I was about 4 or five years old and I was utmost tired as I had slept already some hours at our friends’ place before my parents left this little party. The way home seemed to stretch itself before the mind of a little child into a long long road to be conquered – I felt so weary and tired – almost unable to be walked with such little legs …. when I sensed the arm of my father around me as he must have felt some of of my thoughts …. and softly he told me
with his deep soothing voice: “lay yourself back in my arm, little Eve, and close your eyes and go on sleeping – just command your feet to walk on, I’ll be guiding and leading you …. ” I tried to do what he told me but again it appeared that this very loving advice would not work fully so I just snuggled into his arm and made my feet walk half asleep with my upper half of body. I recall my thoughts still now vividly as I thought: “How can I still go on sleeping with my upper part of body and keep the lower part awake go on walking?”
It was a silent walk for some time and no shadowy form of the bushes and trees alongside
the road could reach out to me and harm me with fear as I was so safeguarded in my father’s arm.
The road was a broad one in a sort of flat valley and the starry sky above us opened up into a vast dark blue dome with all its shiny lights. After some time I heard my father’s voice again and now I assume that it was his attempt to distract my attention from the long long way still to go until reaching home again. He told me to look up into the sky as I should never find so easily skies as such again during the year .. because only in August you will have so many stars falling down and the constellation of the stars is a very special one in August of our Northern Hemisphere. He showed me where to find the “Big Bear or Big Carriage” and its minor counterpart .. to go upward 5 more stars to reach the North Polar Star … he told me all about the Planet Earth and pictured how tiny our planet was compared to the Milky Way and the Universe. “Earth is like a corn of sand”, he said” – I remember it still very well, “if you compare Earth to all other planets and the vastness of universe stretching itself into still unknown distances.Earth being a round globe like a ball it flies together with all the other stars through universe!”
My question to his story was as I thought of us human beings living on Earth here: “and Papa what is it about us – we live here on Earth – if she is so small like a corn of sand ?” and hearing his response that we – human beings are still much minor in size to what I hitherto considered a vast and immensely big world when imaging “Earth” ….It was like a lightning flash into me and through and out of me again going up or round into the deep vastness of universes.
All of a sudden I understood the full impact of his words and I fell from a such a safe place all through the universe sailing as a “the tiny human being even minor to a corn of sand” that I now was with this newly won deep knowledge of what this life was all about against the overwhelming grand picture of Universe with all its stars – inumerable to be counted.
I felt – now being a bit at loss of words to make you feel exactly what I was so suddenly aware of – like what I read and learned now from the sage myths and wisdom of native Americans:
The Final Vision
“Life is the flash of a firefly in the night.

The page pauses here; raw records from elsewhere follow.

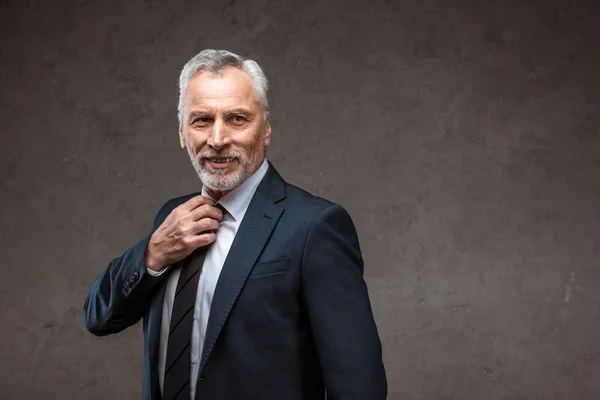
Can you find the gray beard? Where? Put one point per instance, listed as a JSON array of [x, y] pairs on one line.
[[218, 181]]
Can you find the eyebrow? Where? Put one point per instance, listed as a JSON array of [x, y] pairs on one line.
[[234, 111]]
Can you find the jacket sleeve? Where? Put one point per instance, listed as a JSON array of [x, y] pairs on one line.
[[339, 310], [121, 294]]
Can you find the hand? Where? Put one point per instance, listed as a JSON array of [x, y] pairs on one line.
[[189, 226]]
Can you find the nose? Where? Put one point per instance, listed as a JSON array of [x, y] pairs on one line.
[[219, 137]]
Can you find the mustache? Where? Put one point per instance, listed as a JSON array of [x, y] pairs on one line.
[[213, 153]]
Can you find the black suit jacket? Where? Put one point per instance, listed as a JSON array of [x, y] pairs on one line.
[[290, 317]]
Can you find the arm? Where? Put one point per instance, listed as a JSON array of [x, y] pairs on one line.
[[120, 295], [339, 310]]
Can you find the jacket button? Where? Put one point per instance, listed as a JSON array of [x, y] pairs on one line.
[[133, 277]]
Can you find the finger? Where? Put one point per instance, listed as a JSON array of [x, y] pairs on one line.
[[197, 201], [206, 211], [204, 239], [205, 225]]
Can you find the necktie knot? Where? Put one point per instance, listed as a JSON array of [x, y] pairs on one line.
[[220, 207]]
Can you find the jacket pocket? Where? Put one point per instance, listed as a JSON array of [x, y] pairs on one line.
[[271, 267]]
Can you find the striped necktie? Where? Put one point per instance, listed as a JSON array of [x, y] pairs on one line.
[[178, 363]]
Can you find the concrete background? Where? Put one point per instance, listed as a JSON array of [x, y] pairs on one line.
[[462, 136]]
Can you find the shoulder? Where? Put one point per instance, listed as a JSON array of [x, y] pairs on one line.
[[313, 208]]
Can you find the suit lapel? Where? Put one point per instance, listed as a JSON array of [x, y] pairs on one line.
[[154, 325], [256, 227]]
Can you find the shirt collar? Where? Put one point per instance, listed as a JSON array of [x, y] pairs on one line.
[[237, 201]]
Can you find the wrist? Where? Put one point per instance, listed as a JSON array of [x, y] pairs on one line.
[[152, 262]]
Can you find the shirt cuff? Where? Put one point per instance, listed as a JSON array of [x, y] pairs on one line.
[[158, 273]]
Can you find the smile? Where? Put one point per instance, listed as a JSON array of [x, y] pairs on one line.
[[220, 160]]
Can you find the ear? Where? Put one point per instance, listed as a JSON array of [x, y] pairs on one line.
[[267, 139], [181, 137]]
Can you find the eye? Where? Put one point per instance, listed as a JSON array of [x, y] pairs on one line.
[[238, 119], [202, 121]]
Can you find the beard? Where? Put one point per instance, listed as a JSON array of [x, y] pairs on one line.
[[225, 180]]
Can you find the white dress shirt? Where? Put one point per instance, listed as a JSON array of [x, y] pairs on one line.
[[236, 203]]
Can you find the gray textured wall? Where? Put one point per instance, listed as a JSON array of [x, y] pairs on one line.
[[463, 137]]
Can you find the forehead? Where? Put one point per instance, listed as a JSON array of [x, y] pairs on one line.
[[226, 89]]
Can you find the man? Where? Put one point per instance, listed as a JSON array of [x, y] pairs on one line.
[[253, 288]]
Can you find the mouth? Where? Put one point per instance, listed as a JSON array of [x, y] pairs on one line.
[[220, 162]]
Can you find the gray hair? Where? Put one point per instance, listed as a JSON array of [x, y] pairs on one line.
[[215, 61]]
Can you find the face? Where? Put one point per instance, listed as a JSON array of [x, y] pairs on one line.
[[223, 129]]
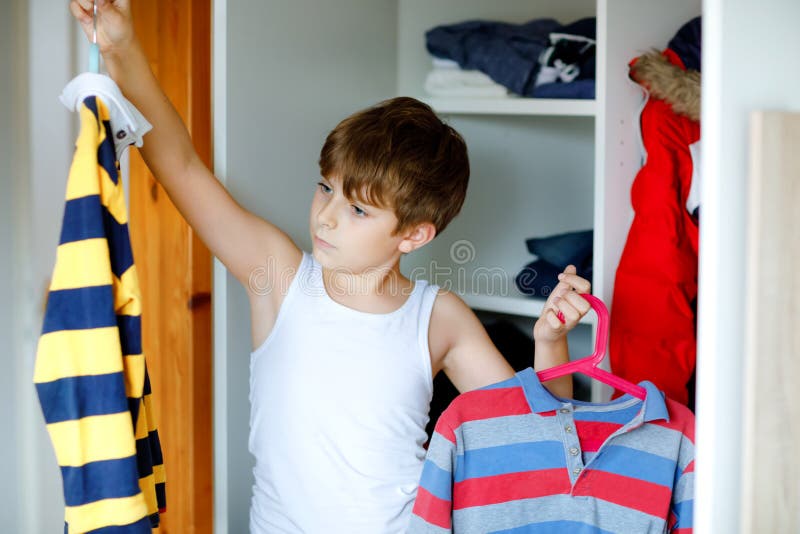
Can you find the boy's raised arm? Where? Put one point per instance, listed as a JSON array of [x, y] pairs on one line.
[[472, 361], [240, 239]]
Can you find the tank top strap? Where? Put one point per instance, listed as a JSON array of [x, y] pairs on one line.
[[427, 296]]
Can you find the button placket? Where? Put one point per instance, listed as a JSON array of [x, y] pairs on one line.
[[572, 447]]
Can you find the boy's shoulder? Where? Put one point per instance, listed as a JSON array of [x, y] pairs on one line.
[[501, 399]]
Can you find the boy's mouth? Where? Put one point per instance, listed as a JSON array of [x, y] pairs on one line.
[[322, 243]]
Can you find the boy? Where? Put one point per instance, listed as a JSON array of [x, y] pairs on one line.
[[345, 347]]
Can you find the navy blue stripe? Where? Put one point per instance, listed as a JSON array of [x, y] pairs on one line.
[[119, 244], [130, 334], [87, 218], [436, 481], [161, 495], [148, 454], [637, 464], [141, 526], [146, 390], [106, 155], [155, 448], [144, 457], [685, 512], [72, 398], [133, 407], [548, 527], [622, 417], [83, 219], [79, 309], [511, 458], [107, 479]]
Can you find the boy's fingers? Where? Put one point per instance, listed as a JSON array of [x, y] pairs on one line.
[[578, 302], [569, 311], [552, 319], [581, 285], [79, 13]]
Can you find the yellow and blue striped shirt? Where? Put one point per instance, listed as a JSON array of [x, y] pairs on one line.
[[90, 372]]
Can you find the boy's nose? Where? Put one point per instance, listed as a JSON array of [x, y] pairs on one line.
[[326, 216]]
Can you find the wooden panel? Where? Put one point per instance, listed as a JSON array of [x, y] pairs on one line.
[[175, 268], [771, 492]]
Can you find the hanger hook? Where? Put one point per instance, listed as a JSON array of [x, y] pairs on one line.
[[94, 22]]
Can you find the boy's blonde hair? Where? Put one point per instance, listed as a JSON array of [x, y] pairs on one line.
[[398, 154]]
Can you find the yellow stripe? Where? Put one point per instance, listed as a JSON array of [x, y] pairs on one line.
[[82, 264], [91, 516], [134, 375], [141, 423], [151, 414], [77, 353], [127, 296], [148, 487], [113, 196], [90, 439]]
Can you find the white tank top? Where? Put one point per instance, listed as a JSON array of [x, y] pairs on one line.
[[339, 403]]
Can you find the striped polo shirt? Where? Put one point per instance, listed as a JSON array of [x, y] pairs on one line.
[[512, 458], [90, 372]]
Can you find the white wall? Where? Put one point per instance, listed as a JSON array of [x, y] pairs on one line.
[[9, 240], [36, 137], [749, 63], [294, 70]]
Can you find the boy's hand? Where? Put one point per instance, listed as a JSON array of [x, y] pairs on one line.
[[565, 299], [114, 24]]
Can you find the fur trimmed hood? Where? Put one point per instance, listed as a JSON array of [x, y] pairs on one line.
[[665, 77]]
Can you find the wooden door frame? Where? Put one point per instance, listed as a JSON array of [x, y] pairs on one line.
[[175, 268]]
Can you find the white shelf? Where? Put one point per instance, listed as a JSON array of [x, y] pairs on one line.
[[513, 305], [513, 106]]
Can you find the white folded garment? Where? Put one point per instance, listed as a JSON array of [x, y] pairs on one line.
[[441, 63], [464, 83], [127, 123]]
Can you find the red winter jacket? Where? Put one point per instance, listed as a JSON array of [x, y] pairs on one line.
[[653, 310]]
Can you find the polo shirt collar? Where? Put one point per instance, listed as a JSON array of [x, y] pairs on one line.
[[541, 400]]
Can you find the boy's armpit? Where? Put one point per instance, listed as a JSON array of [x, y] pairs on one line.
[[461, 347]]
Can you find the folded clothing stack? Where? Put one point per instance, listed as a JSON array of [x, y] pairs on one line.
[[539, 56], [448, 79], [554, 253]]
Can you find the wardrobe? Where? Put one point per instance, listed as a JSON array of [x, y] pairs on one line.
[[287, 72]]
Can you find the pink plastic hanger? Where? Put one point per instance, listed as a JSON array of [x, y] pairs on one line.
[[589, 365]]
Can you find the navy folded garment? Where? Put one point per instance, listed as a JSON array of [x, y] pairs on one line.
[[539, 278], [576, 89], [507, 53], [563, 249]]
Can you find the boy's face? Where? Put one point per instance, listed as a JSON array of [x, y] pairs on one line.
[[350, 235]]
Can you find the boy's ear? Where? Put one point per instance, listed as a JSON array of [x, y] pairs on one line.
[[417, 236]]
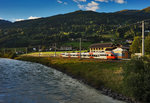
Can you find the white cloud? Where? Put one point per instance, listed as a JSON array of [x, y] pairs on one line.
[[65, 3], [19, 19], [31, 17], [102, 0], [77, 1], [81, 6], [119, 1], [59, 1], [93, 6]]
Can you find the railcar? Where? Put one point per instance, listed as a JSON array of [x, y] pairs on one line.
[[94, 55]]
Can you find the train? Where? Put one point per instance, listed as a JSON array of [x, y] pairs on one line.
[[92, 55]]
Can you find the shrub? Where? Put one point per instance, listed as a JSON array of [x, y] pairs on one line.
[[137, 79]]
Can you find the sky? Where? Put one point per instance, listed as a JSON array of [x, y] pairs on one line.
[[17, 10]]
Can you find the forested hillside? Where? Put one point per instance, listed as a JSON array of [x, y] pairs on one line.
[[90, 26]]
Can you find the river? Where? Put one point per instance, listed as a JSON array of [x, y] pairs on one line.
[[26, 82]]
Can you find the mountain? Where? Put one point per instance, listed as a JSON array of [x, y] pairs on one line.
[[4, 23], [63, 28]]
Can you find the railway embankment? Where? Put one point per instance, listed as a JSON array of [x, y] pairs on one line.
[[104, 75]]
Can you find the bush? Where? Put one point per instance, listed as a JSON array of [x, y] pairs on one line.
[[137, 79]]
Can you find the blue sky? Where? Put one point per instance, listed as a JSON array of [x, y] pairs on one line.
[[16, 10]]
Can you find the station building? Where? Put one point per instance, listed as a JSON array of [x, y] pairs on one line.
[[119, 51]]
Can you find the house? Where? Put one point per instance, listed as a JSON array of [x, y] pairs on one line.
[[101, 47], [121, 52]]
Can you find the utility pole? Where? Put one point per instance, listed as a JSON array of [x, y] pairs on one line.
[[80, 48], [142, 38], [4, 51], [26, 50], [39, 50], [15, 50], [55, 49]]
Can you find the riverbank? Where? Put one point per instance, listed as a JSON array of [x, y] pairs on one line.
[[105, 76]]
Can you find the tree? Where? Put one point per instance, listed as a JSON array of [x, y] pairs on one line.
[[147, 44], [136, 45], [137, 79]]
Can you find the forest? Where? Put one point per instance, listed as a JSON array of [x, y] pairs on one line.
[[92, 27]]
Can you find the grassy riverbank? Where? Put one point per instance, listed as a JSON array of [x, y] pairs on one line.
[[98, 74]]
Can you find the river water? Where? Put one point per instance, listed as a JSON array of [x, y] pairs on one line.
[[26, 82]]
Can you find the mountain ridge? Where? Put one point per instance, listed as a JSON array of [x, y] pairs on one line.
[[62, 28]]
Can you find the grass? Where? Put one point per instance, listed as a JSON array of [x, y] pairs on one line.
[[93, 72]]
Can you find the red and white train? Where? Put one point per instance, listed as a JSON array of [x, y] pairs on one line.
[[95, 55]]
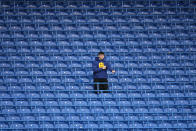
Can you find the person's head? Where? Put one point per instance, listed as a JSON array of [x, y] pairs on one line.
[[101, 55]]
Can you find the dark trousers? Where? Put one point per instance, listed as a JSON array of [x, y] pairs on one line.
[[100, 86]]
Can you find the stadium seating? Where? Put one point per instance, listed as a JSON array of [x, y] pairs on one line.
[[46, 52]]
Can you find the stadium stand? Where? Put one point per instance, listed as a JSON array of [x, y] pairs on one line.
[[46, 51]]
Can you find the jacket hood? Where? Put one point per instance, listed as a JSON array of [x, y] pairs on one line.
[[97, 59]]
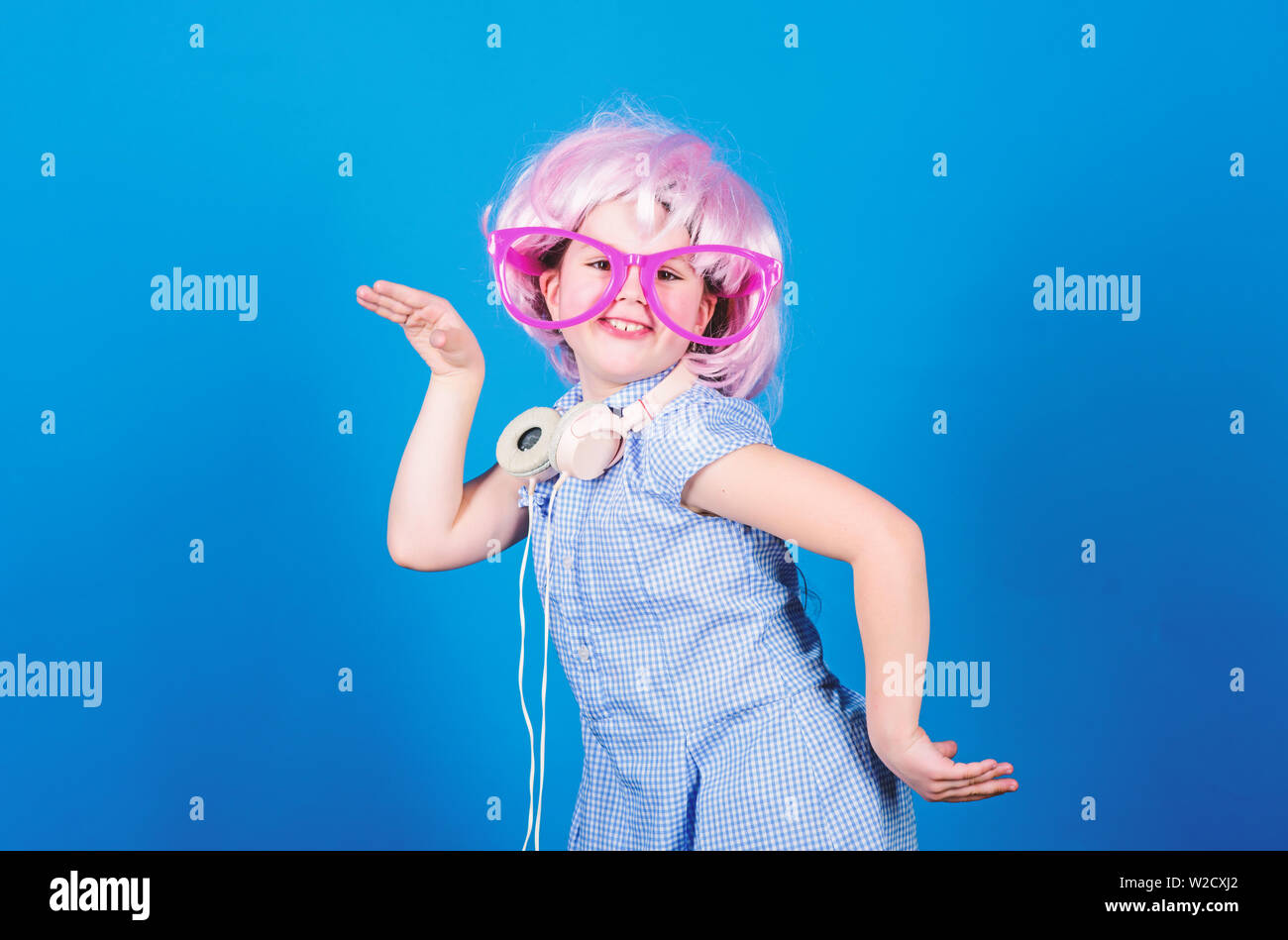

It is the breath of the buffalo in the winter.
It is the little shadow which runs across
the grass, and loses itself in the sunset.”
~Crowfoot / Blackfoot~
This is exactly what I felt after my father taught me of what is behind our life on Earth – so beloved by all of us and dependent on her- in her firmly linked relation to the stars and All-There-Is.
This was when my childhood finally ended and – no more – no longer – was I the same child like all the others and this inner knowledge and wisdom lived ingrained deeply in my heart and since that talk with my father this feeling never left me that I was still sailing through the Universe being diminished to minor than a corn of sand … in a way I assume now that I was returned to my true self again in some spiritual way … and all what happened in my later life has been been incited by myself from this very platform of my own which I reached when I was made aware of the Great Things of Our Life on this beautiful August eve. In this and other ways we had similar discussions also in later life also like such when I was walked home by my father.on that speciaI night in August..
I even do not recall my mother but I know she was with us but as a very much matter-of-fact-person – always on the go – always in a haste – and never take time to ponder – she was completely cut out of this story and therefore did not share our mutual world of the stars of this August evening.
I do not know – but I think that deep urge in me to know more and to know possibly all I can get a hold on derives from this very moment … reading so much at random about everything in life and creating for myself values in life which were so different from the usual ones being preached to us. This urge never stopped me from asking questions as to the behinds of some teachings or outer appearances of matters.
I just had to share this True Life Story of mine with you as we now have arrived at “Zero-Time” which is the time for which I seem to have waited all through my life … to the true awakening of our soul and changing ourselves from human beings “minor than corns of sand” to fully awakened divine sparkles – in full consciousness of our souls – being the offspring of our Eternal Divine Source – the Almighty Great Spirit !
So I shall strive onward to joining eventually our true divine family as we are all ONE !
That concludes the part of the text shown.